### ParthJha17's blog

By ParthJha17, history, 7 weeks ago,

Hey Guys,

Here's the line that didn't work: cout<<(double)((*time.begin() + *((time.end()-1)))/2.0)<<endl;

I expected this to give me the required precision of 10^-6. It didn't work for some reason. I tried many things after that and then this worked.

cout << fixed << setprecision(1) << (long double)(time.front() + time.back()) / 2.0 << endl;

Well, I understand that every solution will have either one decimal or none as the contents of time vector are integers only, but still, I'd appreciate it if someone could help me understand why the first code didn't work.

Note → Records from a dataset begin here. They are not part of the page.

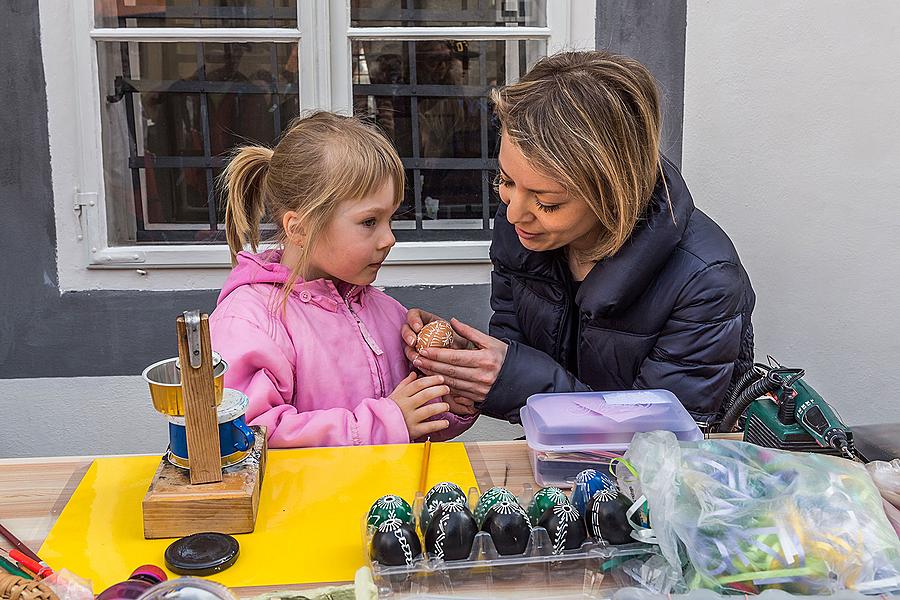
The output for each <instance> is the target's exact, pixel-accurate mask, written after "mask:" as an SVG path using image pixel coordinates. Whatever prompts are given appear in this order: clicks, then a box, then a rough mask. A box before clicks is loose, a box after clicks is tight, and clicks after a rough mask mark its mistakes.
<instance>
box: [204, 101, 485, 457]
mask: <svg viewBox="0 0 900 600" xmlns="http://www.w3.org/2000/svg"><path fill="white" fill-rule="evenodd" d="M223 179H224V183H225V187H226V188H227V194H228V206H227V210H226V213H225V224H226V231H227V235H228V245H229V246H230V248H231V255H232V262H233V263H234V264H235V267H234V269H233V270H232V272H231V275H230V276H229V277H228V280H227V281H226V282H225V285H224V287H223V288H222V293H221V294H220V295H219V300H218V306H217V308H216V310H215V311H214V312H213V314H212V317H211V318H210V328H211V335H212V344H213V348H215V349H216V351H217V352H219V353H220V354H221V355H222V356H223V358H224V359H225V360H226V361H227V362H228V371H227V373H226V374H225V385H226V386H227V387H230V388H235V389H239V390H241V391H243V392H244V393H245V394H247V396H249V398H250V407H249V409H248V411H247V420H248V421H249V422H250V423H251V424H253V425H265V426H266V427H267V431H268V440H269V445H270V446H272V447H276V448H284V447H303V446H341V445H361V444H391V443H403V442H409V441H411V440H416V439H419V438H422V437H424V436H430V437H431V439H433V440H441V439H448V438H451V437H453V436H455V435H458V434H459V433H461V432H462V431H464V430H465V429H467V428H468V427H469V426H470V425H471V424H472V422H473V421H474V417H460V416H457V415H454V414H452V413H450V412H448V408H449V407H448V404H446V403H444V402H441V401H440V397H441V396H444V395H446V394H447V393H448V391H449V389H448V388H447V386H445V385H444V384H443V383H444V382H443V377H441V376H430V377H417V376H416V374H415V373H414V372H411V366H410V364H409V362H408V361H407V360H406V358H405V356H404V353H403V340H402V339H401V337H400V328H401V326H402V325H403V323H404V321H405V319H406V310H405V309H404V308H403V306H401V305H400V304H399V303H398V302H397V301H396V300H394V299H392V298H390V297H389V296H387V295H386V294H384V293H383V292H381V291H379V290H377V289H375V288H373V287H372V286H371V285H370V284H371V283H372V282H373V281H374V280H375V276H376V275H377V274H378V269H379V268H380V267H381V265H382V263H383V262H384V259H385V258H386V257H387V254H388V252H389V251H390V249H391V247H392V246H393V245H394V242H395V240H394V235H393V233H392V232H391V223H390V222H391V216H392V215H393V213H394V211H395V210H396V208H397V206H398V205H399V203H400V201H401V199H402V197H403V188H404V175H403V165H402V164H401V162H400V158H399V157H398V156H397V153H396V152H395V151H394V149H393V147H392V146H391V144H390V142H388V140H387V139H385V137H384V136H382V135H381V134H380V133H378V132H377V131H376V130H374V129H373V128H371V127H369V126H367V125H365V124H363V123H362V122H360V121H359V120H357V119H354V118H351V117H342V116H338V115H335V114H331V113H325V112H319V113H315V114H312V115H310V116H308V117H305V118H302V119H299V120H297V121H295V122H294V123H293V124H292V125H291V127H290V128H289V129H288V131H286V132H285V133H284V135H283V137H282V139H281V141H280V142H279V143H278V145H277V146H276V147H275V149H274V150H271V149H268V148H263V147H258V146H249V147H244V148H241V149H240V151H239V152H238V153H237V154H236V155H235V157H234V158H233V159H232V161H231V162H230V163H229V165H228V168H227V169H226V171H225V173H224V175H223ZM264 214H265V215H267V216H268V217H269V218H270V219H271V220H272V222H274V223H275V225H276V228H277V230H278V240H279V242H280V247H281V249H280V250H269V251H267V252H263V253H261V254H255V252H256V247H257V245H258V244H259V240H260V225H259V224H260V220H261V218H262V217H263V215H264ZM247 245H249V246H250V247H251V248H252V249H253V251H254V253H253V254H251V253H249V252H244V251H243V249H244V247H246V246H247Z"/></svg>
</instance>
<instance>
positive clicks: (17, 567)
mask: <svg viewBox="0 0 900 600" xmlns="http://www.w3.org/2000/svg"><path fill="white" fill-rule="evenodd" d="M0 569H3V570H4V571H6V572H7V573H9V574H10V575H15V576H17V577H22V578H24V579H31V576H30V575H29V574H28V573H26V572H25V571H23V570H22V569H20V568H19V567H17V566H16V565H15V563H13V562H11V561H8V560H6V559H5V558H3V557H2V556H0Z"/></svg>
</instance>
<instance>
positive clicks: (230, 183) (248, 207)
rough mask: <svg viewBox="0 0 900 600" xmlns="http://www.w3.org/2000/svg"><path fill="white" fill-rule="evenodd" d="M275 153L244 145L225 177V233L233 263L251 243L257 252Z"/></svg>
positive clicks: (222, 180)
mask: <svg viewBox="0 0 900 600" xmlns="http://www.w3.org/2000/svg"><path fill="white" fill-rule="evenodd" d="M272 154H273V151H272V150H271V149H269V148H264V147H262V146H244V147H243V148H240V149H239V150H238V151H237V152H236V153H235V154H234V156H233V157H232V159H231V160H230V161H229V162H228V166H227V167H226V168H225V172H224V173H223V174H222V182H223V183H222V187H223V188H224V189H225V191H226V192H227V200H226V201H227V204H226V205H225V233H226V236H227V238H228V247H229V248H230V249H231V264H232V265H234V264H237V253H238V252H240V251H241V250H243V249H244V248H245V247H246V246H247V245H248V244H249V245H250V247H251V248H252V249H253V251H254V252H256V249H257V246H258V245H259V222H260V219H262V216H263V213H264V211H265V204H264V199H263V195H264V186H265V181H266V174H267V173H268V171H269V162H270V161H271V160H272Z"/></svg>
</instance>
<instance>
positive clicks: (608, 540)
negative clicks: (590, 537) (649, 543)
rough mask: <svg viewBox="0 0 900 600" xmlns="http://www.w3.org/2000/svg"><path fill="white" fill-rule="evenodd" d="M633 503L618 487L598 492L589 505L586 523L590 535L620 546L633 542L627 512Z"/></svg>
mask: <svg viewBox="0 0 900 600" xmlns="http://www.w3.org/2000/svg"><path fill="white" fill-rule="evenodd" d="M630 505H631V501H630V500H628V498H627V497H626V496H625V495H624V494H620V493H619V489H618V488H617V487H615V486H614V487H612V488H607V489H603V490H598V491H597V492H596V493H595V494H594V495H593V496H592V497H591V499H590V500H588V503H587V509H586V510H585V513H584V522H585V525H586V526H587V531H588V534H589V535H590V536H591V537H592V538H594V539H596V540H598V541H600V540H605V541H606V542H608V543H610V544H613V545H618V544H627V543H629V542H633V541H634V540H633V539H632V537H631V524H629V523H628V517H627V516H626V512H627V511H628V507H629V506H630Z"/></svg>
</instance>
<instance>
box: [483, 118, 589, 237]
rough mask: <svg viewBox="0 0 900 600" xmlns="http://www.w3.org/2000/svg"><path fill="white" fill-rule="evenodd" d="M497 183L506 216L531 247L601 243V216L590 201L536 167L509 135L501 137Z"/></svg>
mask: <svg viewBox="0 0 900 600" xmlns="http://www.w3.org/2000/svg"><path fill="white" fill-rule="evenodd" d="M499 163H500V175H499V176H498V182H497V184H498V185H497V187H498V191H499V193H500V200H501V201H502V202H503V203H504V204H506V206H507V209H506V218H507V219H508V220H509V222H510V224H512V225H513V226H515V228H516V234H518V236H519V241H520V242H521V243H522V245H523V246H525V247H526V248H527V249H529V250H534V251H538V252H544V251H547V250H555V249H557V248H562V247H564V246H571V247H572V249H574V250H590V249H591V248H593V246H594V245H595V244H596V243H597V237H598V235H599V233H600V220H599V219H598V218H597V216H596V215H595V214H594V213H593V212H591V209H590V208H588V205H587V203H586V202H585V201H584V200H581V199H580V198H574V197H572V196H571V195H570V194H569V193H568V192H567V191H566V190H565V189H564V188H563V187H562V185H560V183H559V182H558V181H555V180H553V179H550V178H548V177H547V176H546V175H543V174H541V173H539V172H538V171H536V170H535V169H534V168H533V167H532V166H531V165H530V164H529V163H528V161H527V160H526V158H525V156H524V155H523V154H522V152H521V151H520V150H519V148H518V146H516V145H515V144H514V143H512V142H510V141H509V140H508V138H507V136H506V135H503V136H502V137H501V139H500V156H499Z"/></svg>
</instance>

Solution that didn't work (precision errors)

#include <bits/stdc++.h>
using namespace std;
#define ll long long
#define endl '\n'
#define tc     \
ll tc;     \
cin >> tc; \
while (tc--)
#define pb push_back
#define mp make_pair
const ll MOD = 1e9 + 7;

void fastio()
{
ios_base::sync_with_stdio(0);
cin.tie(0);
cout.tie(0);
}

void solve()
{
ll n,temp;
cin>>n;
vector<ll>points,time;
for(ll i=0;i<n;++i)
{
cin>>temp;
points.push_back(temp);
}
for(ll i=0;i<n;++i)
{
cin>>temp;
time.push_back(points[i] + temp);
time.push_back(points[i] - temp);
}
sort(time.begin(), time.end());
if(n==1)
{
cout<<points[0]<<endl;
}
else
cout<<(double)((*time.begin() + *((time.end()-1)))/2.0)<<endl;

}

int main()
{
fastio();
ll t;
cin >> t;
for (ll i = 1; i <= t; i++)
{
solve();
}

return 0;
}


Solution that did work

#include <bits/stdc++.h>
using namespace std;

#define ll long long
#define endl '\n'
#define tc     \
ll tc;     \
cin >> tc; \
while (tc--)
#define pb push_back
#define mp make_pair
const ll MOD = 1e9 + 7;

void fastio()
{
ios_base::sync_with_stdio(0);
cin.tie(0);
cout.tie(0);
}

void solve()
{
ll n, temp;
cin >> n;
vector<ll> points, time;
for (ll i = 0; i < n; ++i)
{
cin >> temp;
points.push_back(temp);
}
for (ll i = 0; i < n; ++i)
{
cin >> temp;
time.push_back(points[i] + temp);
time.push_back(points[i] - temp);
}
sort(time.begin(), time.end());
if (n == 1)
{
cout << points[0] << endl;
}
else
{
cout << fixed << setprecision(1) << (long double)(time.front() + time.back()) / 2.0 << endl;
}
}

int main()
{
fastio();
ll t;
cin >> t;
for (ll i = 1; i <= t; i++)
{
solve();
}

return 0;
}


Thanks a lot for your help.

• -4

 » 7 weeks ago, # |   0 This comment explains it well.
•  » » 7 weeks ago, # ^ |   0 Thanks a lot, that clarified everything!